Над обиталищем покойников я пролетал и той ночью, когда осыпал твое отдыхающее тело цветками сирени, - знал, что ты спишь с открытой форточкой, что по ночам тебе все сильнее не хватает свежего воздуха, — а впоследствии прилетал к тебе по ночам в течение всей весны... Я всматривался из-под потолка в твое плоское вздрагивающее тело, темные паховые впадины, белые, как свечи, ноги, прислушивался к твоему дыханию, слышал, как ты поворачиваешься на другой бок и, странно, не по-человечески застонав, беззвучно рыдаешь во сне -плачешь не по себе, не по мне, не по кому-нибудь еще, просто что-то приснилось... ведь ты не способна плакать наяву, будучи трезвой, когда рассказываешь с хрипотцой в голосе о своей странной подружке, которая укладывается спать в янтарных бусах, на непрочитанных книгах, острых спицах, наточенных ножах и спит так крепко, что ни разу не вздрогнет во сне... а вся книжная премудрость за ночь перемещается в нее... Чего ради ты несешь эту околесицу, Туула, да и есть ли у тебя вообще хоть одна приятельница?

Я столько раз прилетал к тебе и из психушки, что на улице Васарос, и из лесов близ улиц Оланду, Васарос и Рудянс — никто бы меня просто так не выпустил, но я, превратившись в мышь, проскальзывал под застреху, а оттуда вылетал в слуховое окошко и взмывал над лесистыми холмами, над триангуляционной башней возле Мотылькового кладбища, и, описав в воздухе дугу, на бешеной скорости влетал в твое скромное жилище. При виде чужих ботинок возле твоей двери я издавал писк голосом птицы и зверька, безуспешно пытаясь проникнуть к тебе через затемненные окна и запертую форточку... Однажды, когда я опустился передохнуть на восьмиконечную башенку, что на горе Бекеша, шорох моих крыльев испугал лежавшую под солдатом женщину.
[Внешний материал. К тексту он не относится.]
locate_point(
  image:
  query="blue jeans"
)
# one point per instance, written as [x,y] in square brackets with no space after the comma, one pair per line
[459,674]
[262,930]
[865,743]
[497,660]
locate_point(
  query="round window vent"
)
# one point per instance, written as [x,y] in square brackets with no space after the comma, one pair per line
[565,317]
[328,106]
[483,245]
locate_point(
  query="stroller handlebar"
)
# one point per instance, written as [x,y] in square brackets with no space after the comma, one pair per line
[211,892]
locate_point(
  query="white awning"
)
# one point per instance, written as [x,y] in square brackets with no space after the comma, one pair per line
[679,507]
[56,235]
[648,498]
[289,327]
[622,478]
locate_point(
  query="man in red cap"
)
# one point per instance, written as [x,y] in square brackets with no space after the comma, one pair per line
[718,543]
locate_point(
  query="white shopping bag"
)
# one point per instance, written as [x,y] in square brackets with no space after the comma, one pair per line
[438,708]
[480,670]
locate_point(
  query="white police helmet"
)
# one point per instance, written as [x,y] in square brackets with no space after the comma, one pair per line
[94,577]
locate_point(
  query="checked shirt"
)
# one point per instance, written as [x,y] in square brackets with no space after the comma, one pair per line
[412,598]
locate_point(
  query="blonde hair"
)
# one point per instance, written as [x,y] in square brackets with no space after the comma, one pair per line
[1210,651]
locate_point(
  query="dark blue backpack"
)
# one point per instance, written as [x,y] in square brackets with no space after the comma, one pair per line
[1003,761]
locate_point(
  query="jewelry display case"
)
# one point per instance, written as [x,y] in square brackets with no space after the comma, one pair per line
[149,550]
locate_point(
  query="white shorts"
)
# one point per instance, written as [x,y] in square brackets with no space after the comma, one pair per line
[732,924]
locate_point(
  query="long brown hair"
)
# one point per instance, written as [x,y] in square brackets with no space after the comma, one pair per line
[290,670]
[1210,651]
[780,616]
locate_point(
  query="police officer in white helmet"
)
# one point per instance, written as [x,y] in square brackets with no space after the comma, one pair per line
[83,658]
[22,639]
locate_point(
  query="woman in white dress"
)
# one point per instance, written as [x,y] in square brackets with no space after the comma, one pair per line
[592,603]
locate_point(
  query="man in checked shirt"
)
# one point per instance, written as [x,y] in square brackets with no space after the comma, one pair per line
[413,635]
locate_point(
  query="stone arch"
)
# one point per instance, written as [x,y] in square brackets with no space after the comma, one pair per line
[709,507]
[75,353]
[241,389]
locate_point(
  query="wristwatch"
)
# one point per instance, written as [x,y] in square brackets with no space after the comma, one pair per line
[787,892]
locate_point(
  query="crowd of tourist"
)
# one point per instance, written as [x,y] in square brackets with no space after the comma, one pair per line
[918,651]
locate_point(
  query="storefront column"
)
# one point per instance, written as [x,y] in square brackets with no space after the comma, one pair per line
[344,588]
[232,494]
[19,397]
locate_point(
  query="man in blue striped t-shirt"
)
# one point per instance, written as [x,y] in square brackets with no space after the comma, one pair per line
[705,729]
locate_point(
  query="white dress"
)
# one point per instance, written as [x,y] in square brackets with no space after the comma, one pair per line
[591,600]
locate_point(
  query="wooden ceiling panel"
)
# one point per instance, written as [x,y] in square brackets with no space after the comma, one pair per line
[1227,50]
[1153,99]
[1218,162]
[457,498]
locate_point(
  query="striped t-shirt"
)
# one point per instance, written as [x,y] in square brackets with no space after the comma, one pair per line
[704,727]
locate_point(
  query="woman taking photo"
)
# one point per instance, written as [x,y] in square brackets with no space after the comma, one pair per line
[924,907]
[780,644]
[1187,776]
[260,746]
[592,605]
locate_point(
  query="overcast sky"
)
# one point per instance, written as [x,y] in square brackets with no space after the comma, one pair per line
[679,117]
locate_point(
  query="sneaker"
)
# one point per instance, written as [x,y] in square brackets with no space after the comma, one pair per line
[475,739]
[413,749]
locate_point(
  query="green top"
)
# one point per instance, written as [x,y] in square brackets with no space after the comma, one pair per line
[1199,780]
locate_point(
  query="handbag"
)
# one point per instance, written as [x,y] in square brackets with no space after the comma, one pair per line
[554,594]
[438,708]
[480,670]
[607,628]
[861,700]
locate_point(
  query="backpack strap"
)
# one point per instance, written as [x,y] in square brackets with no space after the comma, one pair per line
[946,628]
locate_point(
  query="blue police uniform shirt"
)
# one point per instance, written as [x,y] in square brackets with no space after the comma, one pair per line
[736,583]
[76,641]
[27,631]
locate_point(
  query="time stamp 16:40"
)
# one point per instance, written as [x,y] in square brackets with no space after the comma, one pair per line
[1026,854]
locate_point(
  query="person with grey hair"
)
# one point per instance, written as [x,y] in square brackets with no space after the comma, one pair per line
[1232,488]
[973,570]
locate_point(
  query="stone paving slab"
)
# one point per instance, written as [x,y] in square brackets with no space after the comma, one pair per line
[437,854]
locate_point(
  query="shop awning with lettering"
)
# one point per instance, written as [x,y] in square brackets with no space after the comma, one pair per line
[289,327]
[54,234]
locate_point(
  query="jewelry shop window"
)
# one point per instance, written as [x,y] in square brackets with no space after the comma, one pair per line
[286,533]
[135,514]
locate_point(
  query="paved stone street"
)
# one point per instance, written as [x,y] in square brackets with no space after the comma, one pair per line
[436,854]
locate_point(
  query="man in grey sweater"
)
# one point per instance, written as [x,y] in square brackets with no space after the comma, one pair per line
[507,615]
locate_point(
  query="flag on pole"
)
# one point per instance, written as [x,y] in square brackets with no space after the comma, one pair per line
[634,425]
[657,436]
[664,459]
Разразившись бранью, солдат встал и швырнул в меня комком земли или камнем... Они могут вцепиться в волосы! — вопила женщина, прикрывая голову, хотя я успел перелететь на дерево. Солдат успокаивал ее, снова пригибал к траве, но та ничего не желала слушать: пошли, пошли!..

Когда парочка исчезла, я неподвижно уставился на закоптелый город, опутанный сетями, утыканный радарами, запретительными знаками, заслонами и разного рода помехами, изнуренный безрадостной жизнью и тем не менее ненасытный, голодный и жадный, и осознал: мне суждено остаться здесь лишь в облике летучей мыши, которую или ненавидят и боятся, или совершенно не знают! Я обречен жить в потемках, постоянно опасаться не только людей, но и своих собратьев — настоящих летучих мышей. Прятаться от солнца и звезд, не появляться даже в сумерках на глаза ни тебе, Туула, ни ясноглазым женщинам из больницы Красного Креста, куда меня, избитого, окровавленного, привезли однажды в синем фургончике; они выволокли меня наружу и положили у дверей приемного покоя — такие же синие милиционеры, а ясноглазки поволокли меня за ноги в провонявший карболкой коридор и оставили там: пьяница!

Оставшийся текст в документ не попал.